Ailing thoughts naturally lead me to contemplate of my finite life, and the someday coming of death. And here is where Rev. Graham has some nuggets for me. He begins chapter 5 with a description of what it feels like physically to grow old. In his case, at 92, weakness is his burden. He can’t get out of a chair by himself, and holding a conversation for more than an hour is difficult.
Then he talks about the human passion for immortality, which he sees in history when the great Spanish explorer, Juan Ponce de Leon, searched the globe for the Fountain of Youth. He sees it also in modernity. In Florida, a plastic surgeon named his practice the Fountain of Youth Institute.
Graham points out what he calls “obsessive contradictions: the young want to be rewarded with big jobs without obtaining experience, the middle-aged brag about working out at the gym, but can’t wait to retire in order to rest, and the old want to drink from the fountain of youth.” The swami, Solomon of old, wrote that the glory of young men is their strength, and the glory of old men is their grey head (my paraphrase of Proverbs 20). But whether we are old or young, we long for what the other has. Obsessive contradictions indeed.
Whether we like it or not, we are like grass that springs up in the morning and is sun-withered by nightfall. The Psalmist says that the Creator sweeps men away in the sleep of death. A week ago today, my mother’s sister, in her early 70′s I think, and suffering from ALS, went to bed lying next to her husband of 52 years, and never woke again in this life.
Have you ever heard stories of young people dying well? It is a step for us to see youth cut-off and be able to say that we humans are not owed anything, not the next day, not even the next breath. But if you are like me, you cannot easily accept that truth. You obligate God to give you so many days on this earth, to not rob young people of the years owed to them, and to not suffer loved ones with the loss of parents, children, brother, sisters, and friends.

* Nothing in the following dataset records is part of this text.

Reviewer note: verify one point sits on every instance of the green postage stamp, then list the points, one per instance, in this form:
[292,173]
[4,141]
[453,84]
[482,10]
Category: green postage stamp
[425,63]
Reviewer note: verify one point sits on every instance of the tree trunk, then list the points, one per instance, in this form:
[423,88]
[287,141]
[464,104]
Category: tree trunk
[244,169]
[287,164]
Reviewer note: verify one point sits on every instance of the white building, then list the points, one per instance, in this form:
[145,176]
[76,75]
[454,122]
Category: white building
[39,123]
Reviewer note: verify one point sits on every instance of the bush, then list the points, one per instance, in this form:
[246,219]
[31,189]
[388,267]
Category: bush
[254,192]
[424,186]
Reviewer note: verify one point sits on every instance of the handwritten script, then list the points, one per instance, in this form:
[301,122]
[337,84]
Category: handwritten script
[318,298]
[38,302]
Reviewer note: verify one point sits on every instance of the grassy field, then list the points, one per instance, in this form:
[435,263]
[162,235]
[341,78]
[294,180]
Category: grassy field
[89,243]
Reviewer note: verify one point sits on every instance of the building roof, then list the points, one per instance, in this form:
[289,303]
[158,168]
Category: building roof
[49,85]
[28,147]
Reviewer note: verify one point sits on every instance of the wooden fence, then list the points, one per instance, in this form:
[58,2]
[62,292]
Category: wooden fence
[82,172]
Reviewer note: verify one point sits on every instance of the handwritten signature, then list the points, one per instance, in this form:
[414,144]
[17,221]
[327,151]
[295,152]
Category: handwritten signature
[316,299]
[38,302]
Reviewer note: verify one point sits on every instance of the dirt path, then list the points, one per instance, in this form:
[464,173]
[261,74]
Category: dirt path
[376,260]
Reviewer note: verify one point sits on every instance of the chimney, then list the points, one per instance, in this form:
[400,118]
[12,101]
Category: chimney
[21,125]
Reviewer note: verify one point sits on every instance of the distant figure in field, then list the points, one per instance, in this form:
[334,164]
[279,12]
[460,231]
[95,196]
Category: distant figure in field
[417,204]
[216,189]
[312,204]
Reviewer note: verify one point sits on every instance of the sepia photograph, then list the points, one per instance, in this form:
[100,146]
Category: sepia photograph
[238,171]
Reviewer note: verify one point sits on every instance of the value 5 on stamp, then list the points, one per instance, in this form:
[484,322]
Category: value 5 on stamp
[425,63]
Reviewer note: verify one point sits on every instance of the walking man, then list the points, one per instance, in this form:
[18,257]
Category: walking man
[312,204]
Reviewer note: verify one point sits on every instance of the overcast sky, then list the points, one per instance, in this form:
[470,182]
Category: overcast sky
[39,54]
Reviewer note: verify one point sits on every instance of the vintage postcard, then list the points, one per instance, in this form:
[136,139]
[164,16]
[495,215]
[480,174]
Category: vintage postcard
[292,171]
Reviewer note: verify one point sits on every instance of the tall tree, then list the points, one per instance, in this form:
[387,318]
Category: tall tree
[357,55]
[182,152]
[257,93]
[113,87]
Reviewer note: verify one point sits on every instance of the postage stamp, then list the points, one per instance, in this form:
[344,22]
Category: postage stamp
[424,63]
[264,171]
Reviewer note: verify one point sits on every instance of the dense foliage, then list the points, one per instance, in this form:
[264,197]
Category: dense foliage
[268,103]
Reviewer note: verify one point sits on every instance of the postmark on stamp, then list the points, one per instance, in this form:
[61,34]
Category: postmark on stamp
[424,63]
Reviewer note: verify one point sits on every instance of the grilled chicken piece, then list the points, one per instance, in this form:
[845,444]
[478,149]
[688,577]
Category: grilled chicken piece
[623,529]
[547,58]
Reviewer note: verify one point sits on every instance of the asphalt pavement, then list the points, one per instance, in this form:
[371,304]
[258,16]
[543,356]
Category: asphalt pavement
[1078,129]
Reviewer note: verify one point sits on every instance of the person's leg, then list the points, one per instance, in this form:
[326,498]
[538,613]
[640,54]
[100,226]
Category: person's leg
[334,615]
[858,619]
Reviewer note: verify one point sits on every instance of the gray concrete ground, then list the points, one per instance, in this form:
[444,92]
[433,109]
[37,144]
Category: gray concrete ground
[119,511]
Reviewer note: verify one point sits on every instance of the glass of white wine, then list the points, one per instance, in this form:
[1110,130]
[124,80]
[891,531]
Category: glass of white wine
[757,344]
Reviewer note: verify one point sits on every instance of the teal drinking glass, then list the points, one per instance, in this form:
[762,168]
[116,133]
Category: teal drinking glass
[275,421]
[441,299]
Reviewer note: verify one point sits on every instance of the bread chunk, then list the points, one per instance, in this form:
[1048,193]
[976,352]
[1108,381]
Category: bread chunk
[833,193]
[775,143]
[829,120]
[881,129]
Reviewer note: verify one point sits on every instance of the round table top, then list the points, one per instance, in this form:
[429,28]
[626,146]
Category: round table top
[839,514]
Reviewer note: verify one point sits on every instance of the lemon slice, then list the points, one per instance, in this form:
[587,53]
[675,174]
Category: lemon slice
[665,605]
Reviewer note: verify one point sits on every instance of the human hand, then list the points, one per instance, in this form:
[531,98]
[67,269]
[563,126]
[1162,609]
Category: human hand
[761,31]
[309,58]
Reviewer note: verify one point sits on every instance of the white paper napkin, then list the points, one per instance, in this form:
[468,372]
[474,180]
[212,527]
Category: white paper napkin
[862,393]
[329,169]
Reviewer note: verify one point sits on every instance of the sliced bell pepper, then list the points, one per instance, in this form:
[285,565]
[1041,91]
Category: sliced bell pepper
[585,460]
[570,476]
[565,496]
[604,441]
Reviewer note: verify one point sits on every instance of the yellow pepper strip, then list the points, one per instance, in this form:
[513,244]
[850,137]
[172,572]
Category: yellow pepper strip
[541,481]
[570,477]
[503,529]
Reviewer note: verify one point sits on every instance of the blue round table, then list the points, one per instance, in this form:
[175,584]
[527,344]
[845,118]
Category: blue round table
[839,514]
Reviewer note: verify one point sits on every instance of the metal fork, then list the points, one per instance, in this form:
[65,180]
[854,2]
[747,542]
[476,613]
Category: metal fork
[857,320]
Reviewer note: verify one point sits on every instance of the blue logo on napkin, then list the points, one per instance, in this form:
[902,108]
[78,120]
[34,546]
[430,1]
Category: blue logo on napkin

Our Creator doesn’t give us what we want in this regard. But He does promise something else:
I am the bread of life. I am living water. If you drink it you will never thirst again. I am the resurrection and life, He who believes in me will never die, but have eternal life. I am the way. I am the good shepherd. My sheep hear my voice and come to me because they know my voice. I am the door. Tell my brothers to meet with me in Galilee. Father, love them with the love which you have for me.
Beyond our comprehension, the Creator, who is completely other, not human, not finite, not us, knowing every one of us intimately, even more so than we know ourselves, has reached into our situation, our life-death conundrum, our desire for immortality, and has given us something greater. That is Himself.